歯ぐきと歯の健康(=歯周病のケア)をセットで考えることが重要です。

・ 定期的に歯科検診を受ける

・ 歯周ポケット(歯ぐきのすき間)をチェックする

・ 歯周病が進んだ歯は、治療または適切な抜歯を含めて専門医と相談する

・ 毎日の丁寧な歯みがきと、歯間ケアを習慣にする

これらの習慣が、あなたの脳を静かに守る力になるかもしれません。

⚠️この論文の限界点

・対象者は172名と比較的小規模であり、結果の一般化には慎重な解釈が必要。

・岩手県大迫町の地域住民に限られており、他の地域や国の人々に当てはまるとは限らない。

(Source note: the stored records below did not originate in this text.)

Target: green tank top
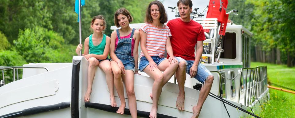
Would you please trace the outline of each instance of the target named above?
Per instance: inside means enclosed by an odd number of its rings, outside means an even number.
[[[98,45],[95,46],[92,42],[92,34],[89,36],[89,54],[103,54],[105,47],[105,38],[107,35],[103,34],[101,42]]]

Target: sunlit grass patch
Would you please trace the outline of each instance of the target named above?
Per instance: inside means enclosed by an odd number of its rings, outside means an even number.
[[[266,65],[271,82],[295,88],[295,68],[285,65],[251,62],[251,67]],[[269,88],[270,100],[262,104],[264,109],[258,116],[262,118],[295,118],[295,94]]]

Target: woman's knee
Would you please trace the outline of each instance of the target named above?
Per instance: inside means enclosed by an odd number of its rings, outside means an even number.
[[[114,73],[114,77],[115,78],[120,78],[121,73],[121,70],[120,69],[113,70],[113,73]]]
[[[128,88],[126,90],[127,95],[128,96],[133,96],[135,95],[134,89],[133,88]]]
[[[164,76],[163,74],[159,74],[155,76],[154,79],[155,82],[161,83],[164,80]]]
[[[112,68],[110,66],[105,67],[103,69],[104,72],[106,74],[109,74],[112,73]]]

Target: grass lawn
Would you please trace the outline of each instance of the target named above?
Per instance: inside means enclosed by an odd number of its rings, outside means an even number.
[[[268,81],[271,82],[295,89],[295,67],[286,65],[251,62],[251,67],[267,66]],[[295,94],[269,89],[270,99],[263,105],[262,118],[295,118]]]

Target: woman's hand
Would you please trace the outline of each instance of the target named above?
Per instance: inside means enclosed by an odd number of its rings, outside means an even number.
[[[82,44],[79,44],[78,45],[77,48],[76,48],[76,53],[77,53],[77,54],[78,55],[80,55],[80,50],[82,49],[83,49],[83,45]]]
[[[150,65],[150,68],[149,69],[149,70],[152,71],[155,70],[155,68],[156,69],[158,69],[158,65],[156,64],[156,63],[155,63],[155,61],[154,61],[153,60],[152,60],[151,61],[149,61],[149,63]]]
[[[174,56],[170,56],[168,59],[168,62],[170,64],[171,64],[171,62],[173,63],[178,63],[177,60],[175,58],[174,58]]]
[[[119,68],[120,68],[120,69],[121,69],[121,71],[122,72],[122,74],[123,74],[123,75],[125,75],[125,68],[124,67],[124,65],[123,65],[123,63],[121,61],[117,62],[117,63],[118,63],[118,65],[119,66]]]
[[[84,56],[84,57],[87,60],[88,60],[88,59],[89,59],[89,58],[92,57],[93,57],[93,54],[86,54]]]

・歯周ポケットの平均値を用いており、局所的な重症度や炎症のばらつきは考慮していない。

・因果関係を直接証明できる設計ではないため、関連性の指摘にとどまる。

・研究期間中の歯科治療(抜歯や歯周病治療)が脳に与えた影響は考慮されていない。

✅まとめ

健康な歯を残すことは、脳の健康を守るカギと言われています。
しかし、歯周病を放置したままの歯は、脳にダメージを与えるリスクになる可能性があります。

これからは、「歯を残す」だけでなく、「歯を健康に保つ」ことにもっと目を向けていきましょう!

Watanabe, Y., Osaka, K., Hoshi, K., Yamamoto, T., Kasai, M., Hatta, K., … & Aida, J. (2023).